Posts tagged “Shaun Spiers

Response from Shaun Spiers

Shaun Spiers, CPRE Chief ExecutiveMany thanks to everyone who has contributed to this debate, and especially to Ed Miliband.  We have had over 150 contributions to the blog, and it is clear that there is there is huge interest in how to achieve a sustainable, low carbon future without harming the countryside.

First, it is worth congratulating the Department of Energy and Climate Change (DECC) on an encouraging first year.  After years of energy and environmental policy being largely divorced, DECC under Ed Miliband’s leadership has firmly linked them – or at least the climate change aspects of environmental polcy.  This is a major achievement.  Some of the policies that have come out of DECC over the past year, particularly the draft Heat and Energy Saving Strategy, which contains good proposals for reducing energy demand and promoting energy conservation, have been very welcome.

No one should doubt the importance of tackling climate change.  CPRE’s 2026 Vision for the countryside makes clear that we take the issue very seriously indeed.  But climate change is not the only environmental issue.  Many people are also rightly concerned, for instance, about the impact of energy policy on tranquillity, landscape and wildlife.  They are also want to know that decisions are taken in an open and democratic way.  It is therefore encouraging that the Renewable Energy Strategy gives a more prominent role to bottom up local planning, though of course much of the detail that will underpin planning decisions, including the new National Policy Statements, is still undecided.

Conflicting environmental goods

Perhaps part of the reason that wider environmental factors have not been connected to energy policy is that doing so exposes the conflicts that can exist between different environmental ‘goods’.  Taking one of the most controversial examples as an example, most people agree that wind power will have to play a role in an environmentally sustainable energy mix.  At the same time, most people see the value of landscapes that are undisturbed by industrial development.
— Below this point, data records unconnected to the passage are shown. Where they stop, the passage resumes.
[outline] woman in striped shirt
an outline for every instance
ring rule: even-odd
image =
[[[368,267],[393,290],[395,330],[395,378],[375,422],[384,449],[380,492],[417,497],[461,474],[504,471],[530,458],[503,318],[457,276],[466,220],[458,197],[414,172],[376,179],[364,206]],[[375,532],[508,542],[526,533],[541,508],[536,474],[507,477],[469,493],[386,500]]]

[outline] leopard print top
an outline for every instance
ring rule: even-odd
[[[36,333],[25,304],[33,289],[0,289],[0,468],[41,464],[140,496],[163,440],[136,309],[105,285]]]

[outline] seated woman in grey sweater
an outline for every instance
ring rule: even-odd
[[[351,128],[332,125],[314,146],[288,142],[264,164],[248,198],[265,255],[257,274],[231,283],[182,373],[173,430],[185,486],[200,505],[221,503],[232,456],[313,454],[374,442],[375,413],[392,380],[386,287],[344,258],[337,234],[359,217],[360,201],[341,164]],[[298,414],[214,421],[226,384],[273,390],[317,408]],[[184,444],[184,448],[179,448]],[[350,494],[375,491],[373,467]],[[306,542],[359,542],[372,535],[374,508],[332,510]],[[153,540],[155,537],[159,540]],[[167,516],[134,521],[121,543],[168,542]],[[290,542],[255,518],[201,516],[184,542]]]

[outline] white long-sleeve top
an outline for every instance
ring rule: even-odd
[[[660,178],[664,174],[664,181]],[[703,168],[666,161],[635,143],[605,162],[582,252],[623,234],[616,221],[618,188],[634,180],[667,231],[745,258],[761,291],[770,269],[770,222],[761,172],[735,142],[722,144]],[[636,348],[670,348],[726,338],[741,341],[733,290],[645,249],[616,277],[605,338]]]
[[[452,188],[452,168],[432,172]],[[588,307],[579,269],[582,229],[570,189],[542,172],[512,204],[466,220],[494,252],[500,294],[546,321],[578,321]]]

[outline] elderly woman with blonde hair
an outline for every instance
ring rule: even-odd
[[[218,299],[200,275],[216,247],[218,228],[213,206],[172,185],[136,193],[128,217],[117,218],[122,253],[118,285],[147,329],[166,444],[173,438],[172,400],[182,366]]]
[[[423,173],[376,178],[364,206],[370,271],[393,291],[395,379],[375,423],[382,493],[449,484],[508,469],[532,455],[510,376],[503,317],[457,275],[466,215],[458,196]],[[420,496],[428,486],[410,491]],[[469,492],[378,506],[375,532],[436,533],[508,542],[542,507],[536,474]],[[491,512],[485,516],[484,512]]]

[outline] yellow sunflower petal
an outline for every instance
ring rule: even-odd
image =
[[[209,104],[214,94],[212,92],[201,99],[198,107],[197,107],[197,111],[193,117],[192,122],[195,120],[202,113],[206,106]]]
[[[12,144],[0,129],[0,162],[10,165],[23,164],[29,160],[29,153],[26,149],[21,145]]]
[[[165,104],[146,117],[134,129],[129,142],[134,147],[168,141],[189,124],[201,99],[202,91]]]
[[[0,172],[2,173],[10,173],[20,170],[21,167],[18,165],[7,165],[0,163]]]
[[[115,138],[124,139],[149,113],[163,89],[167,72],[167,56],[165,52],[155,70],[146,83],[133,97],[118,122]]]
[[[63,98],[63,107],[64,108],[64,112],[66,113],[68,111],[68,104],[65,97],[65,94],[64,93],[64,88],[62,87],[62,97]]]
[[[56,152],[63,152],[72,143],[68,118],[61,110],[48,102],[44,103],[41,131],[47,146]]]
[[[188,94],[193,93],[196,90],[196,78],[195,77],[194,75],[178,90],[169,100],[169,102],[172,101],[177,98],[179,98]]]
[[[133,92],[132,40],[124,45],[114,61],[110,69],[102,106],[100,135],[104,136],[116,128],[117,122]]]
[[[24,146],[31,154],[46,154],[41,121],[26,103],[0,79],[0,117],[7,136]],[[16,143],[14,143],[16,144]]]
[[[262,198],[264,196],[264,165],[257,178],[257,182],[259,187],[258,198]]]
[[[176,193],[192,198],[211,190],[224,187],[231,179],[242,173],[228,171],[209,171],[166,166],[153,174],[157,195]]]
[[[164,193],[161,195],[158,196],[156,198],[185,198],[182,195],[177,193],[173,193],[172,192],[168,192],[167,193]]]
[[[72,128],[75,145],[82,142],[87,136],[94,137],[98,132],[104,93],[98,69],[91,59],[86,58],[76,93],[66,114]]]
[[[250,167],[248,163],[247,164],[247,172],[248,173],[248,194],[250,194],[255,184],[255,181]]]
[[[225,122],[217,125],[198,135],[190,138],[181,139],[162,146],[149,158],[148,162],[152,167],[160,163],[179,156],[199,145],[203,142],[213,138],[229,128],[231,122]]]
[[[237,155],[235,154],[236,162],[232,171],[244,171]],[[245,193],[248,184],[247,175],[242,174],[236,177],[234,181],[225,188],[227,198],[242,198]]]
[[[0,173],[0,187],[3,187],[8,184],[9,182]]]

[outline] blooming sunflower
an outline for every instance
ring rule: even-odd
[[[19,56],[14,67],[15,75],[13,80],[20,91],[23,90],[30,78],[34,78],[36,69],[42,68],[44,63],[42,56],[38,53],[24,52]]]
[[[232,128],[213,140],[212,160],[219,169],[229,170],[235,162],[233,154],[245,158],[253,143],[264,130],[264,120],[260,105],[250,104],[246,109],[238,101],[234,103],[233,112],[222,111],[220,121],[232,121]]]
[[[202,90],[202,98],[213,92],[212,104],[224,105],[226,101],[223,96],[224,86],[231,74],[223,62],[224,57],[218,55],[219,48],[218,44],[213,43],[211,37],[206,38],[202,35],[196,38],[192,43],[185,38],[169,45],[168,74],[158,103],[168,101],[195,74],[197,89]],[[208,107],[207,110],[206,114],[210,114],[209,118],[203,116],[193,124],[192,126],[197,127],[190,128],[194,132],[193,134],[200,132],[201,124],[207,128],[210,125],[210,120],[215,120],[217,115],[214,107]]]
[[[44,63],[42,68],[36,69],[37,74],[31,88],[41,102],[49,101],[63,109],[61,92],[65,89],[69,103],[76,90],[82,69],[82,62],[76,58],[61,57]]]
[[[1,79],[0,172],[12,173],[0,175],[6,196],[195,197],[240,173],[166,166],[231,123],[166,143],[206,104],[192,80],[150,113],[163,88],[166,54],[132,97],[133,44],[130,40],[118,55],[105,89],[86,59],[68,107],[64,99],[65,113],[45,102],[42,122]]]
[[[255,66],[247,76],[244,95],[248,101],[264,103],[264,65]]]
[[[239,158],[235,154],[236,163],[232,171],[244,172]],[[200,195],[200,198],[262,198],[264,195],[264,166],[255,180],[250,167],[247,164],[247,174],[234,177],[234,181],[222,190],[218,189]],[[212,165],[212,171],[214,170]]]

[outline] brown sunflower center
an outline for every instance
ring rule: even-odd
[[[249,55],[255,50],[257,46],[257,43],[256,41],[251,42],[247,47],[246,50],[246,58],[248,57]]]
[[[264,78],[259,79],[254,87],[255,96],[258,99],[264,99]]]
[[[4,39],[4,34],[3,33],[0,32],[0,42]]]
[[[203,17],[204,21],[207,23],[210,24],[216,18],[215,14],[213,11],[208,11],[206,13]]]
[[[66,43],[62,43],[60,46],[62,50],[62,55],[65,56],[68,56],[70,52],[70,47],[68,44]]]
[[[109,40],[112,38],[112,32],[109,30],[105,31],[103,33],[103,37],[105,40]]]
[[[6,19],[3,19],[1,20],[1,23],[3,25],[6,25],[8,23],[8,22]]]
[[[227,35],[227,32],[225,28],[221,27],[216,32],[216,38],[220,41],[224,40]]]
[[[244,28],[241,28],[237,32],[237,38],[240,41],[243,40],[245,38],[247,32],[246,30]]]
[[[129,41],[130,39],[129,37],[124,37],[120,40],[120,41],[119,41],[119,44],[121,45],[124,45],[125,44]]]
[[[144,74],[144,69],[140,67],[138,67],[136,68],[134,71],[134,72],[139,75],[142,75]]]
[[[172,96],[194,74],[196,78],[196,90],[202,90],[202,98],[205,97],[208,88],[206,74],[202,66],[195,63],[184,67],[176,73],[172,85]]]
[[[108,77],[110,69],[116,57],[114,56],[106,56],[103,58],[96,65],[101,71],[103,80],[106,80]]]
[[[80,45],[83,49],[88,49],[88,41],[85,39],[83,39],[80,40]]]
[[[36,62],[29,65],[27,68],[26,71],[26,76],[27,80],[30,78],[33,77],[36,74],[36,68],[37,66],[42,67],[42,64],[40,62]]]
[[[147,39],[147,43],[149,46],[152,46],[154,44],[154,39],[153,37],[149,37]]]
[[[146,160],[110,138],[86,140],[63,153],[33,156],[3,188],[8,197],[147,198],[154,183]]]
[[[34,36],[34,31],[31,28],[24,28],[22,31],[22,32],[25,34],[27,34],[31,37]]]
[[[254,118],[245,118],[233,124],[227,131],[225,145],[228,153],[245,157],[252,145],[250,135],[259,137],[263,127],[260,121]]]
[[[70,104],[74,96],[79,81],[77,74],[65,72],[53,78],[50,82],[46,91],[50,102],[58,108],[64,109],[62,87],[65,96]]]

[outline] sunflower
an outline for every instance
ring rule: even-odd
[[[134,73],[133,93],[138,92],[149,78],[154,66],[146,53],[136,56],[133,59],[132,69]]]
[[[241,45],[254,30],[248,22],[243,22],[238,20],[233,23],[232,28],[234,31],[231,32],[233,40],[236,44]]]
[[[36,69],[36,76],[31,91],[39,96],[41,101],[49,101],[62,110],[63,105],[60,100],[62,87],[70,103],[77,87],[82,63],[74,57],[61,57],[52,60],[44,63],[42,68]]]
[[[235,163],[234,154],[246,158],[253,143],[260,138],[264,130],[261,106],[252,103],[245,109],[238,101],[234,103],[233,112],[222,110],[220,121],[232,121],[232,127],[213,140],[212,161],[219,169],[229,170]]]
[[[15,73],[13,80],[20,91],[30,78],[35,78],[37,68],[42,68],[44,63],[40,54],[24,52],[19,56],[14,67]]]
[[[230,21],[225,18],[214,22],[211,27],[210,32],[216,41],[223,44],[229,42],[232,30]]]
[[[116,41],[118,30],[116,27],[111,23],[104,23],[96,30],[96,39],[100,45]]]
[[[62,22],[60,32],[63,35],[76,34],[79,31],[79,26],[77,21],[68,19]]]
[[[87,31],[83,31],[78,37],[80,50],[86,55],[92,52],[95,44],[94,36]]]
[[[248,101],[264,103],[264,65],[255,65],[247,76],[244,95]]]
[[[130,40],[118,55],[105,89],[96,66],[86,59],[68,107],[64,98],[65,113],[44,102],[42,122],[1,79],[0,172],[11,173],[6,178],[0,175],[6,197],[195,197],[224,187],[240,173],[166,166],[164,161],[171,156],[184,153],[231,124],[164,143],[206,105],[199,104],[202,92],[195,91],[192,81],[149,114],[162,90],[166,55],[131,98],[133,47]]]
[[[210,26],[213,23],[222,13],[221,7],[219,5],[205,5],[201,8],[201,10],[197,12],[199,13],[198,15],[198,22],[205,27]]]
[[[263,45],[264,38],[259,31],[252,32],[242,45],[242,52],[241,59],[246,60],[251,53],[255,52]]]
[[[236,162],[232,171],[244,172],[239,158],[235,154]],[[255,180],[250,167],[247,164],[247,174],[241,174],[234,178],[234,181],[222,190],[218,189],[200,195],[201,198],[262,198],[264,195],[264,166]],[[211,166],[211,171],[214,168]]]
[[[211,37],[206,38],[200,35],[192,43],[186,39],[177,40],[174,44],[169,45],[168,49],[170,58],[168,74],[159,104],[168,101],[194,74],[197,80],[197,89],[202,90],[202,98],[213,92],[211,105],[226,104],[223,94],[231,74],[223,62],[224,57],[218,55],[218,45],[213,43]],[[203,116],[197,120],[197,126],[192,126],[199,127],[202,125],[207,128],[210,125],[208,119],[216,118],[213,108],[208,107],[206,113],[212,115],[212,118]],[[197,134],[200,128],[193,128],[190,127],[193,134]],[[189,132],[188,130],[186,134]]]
I was struck by a comment by Andy Boddington, which goes beyond the sterile debate of whether wind turbines are ugly or beautiful: “Wind farms can be beautiful – witness Bryn Titli just over the hill in Powys.  But they are a technological beauty, not the harmonious interplay between man and the landscape that is now known as ‘natural.  So they are out of order in the AONB.'”  Most CPRE members would agree that large-scale wind turbines are inappropriate in National Parks and AONBs, and will have been encouraged that Ed Miliband, without saying ‘never’, seems to agree.

What seems clear is that these conflicts are real and that they deserve to be recognised as genuinely motivated rather than being simply dismissed as ‘nimbyism’, a tedious and depressing insult.  It should also be recognised that while there nothing wrong with people trying to protect places they love – the country would be a much poorer place if no one was prepared to so – local people cannot be given a veto over any development.  That is why CPRE so strongly supports a planning system that can ensure that a range of arguments, whether from developers or local communities, are properly debated and that decisions are taken ultimately in the public interest, rather than any sectional interest.

Planning for a low carbon future

Planning is too often blamed for stopping wind farm development.  Of course, the planning system does stop some developments.  It would not be a very good system if it did not.  Some developments deserve to be stopped.  But as the ENDS Report, a highly reputable environmental journal has recently made clear, “enough onshore wind farms are receiving planning permission each year to meet the technology’s share of the UK’s 2020 renewable energy targets four years early”.  DECC has largely stopped bashing the planning system, and we look forward to a similar change of heart on the part of the developers.

More positively, we would welcome a greater recognition of the role that planning can play in enabling the behaviour change that is essential to tackling climate change.  One of the risks of not connecting wider environmental concerns with energy policy is that we focus too much on supply side measures.  What is needed is a fundamental rethinking of the way we use land in light of the urgent need to live within environmental limits, including CO2 limits.  I hope that CPRE can play its part in this by establishing a Commission to investigate how planning can contribute to this aim.

One area where the planning system is currently failing us, and where the Government does not seem very ‘joined-up’ is policy on opencast coal mining.  It really is not good enough for Ed Miliband to say: “My department doesn’t play a role in making the decisions on planning applications for new coal mining developments – that falls within the remit of the Department for Communities and Local Government.”  The Government as a whole has a duty to tackle climate change and pursue sustainable development, and the fact is that is that developers and local authorities know that the Secretary of State for Communities and Local Government is likely to approve applications for opencast coal mining on appeal, however damaging to local communities, our climate change targets and the wider environment.  It would be good to see DECC and Defra ministers objecting to this!

To conclude, we greatly welcome Ed Miliband’s contribution to this blog, and look forward to seeing his final response.  If we are to get public consent for the changes that will be necessary to tackle climate change, it is vital that people are listened to and that legitimate concerns about landscape and natural beauty are not belittled or dismissed.  Ed Miliband’s engagement with CPRE is an important indication of the Government’s willingness to debate these important issues in a serious and respectful way.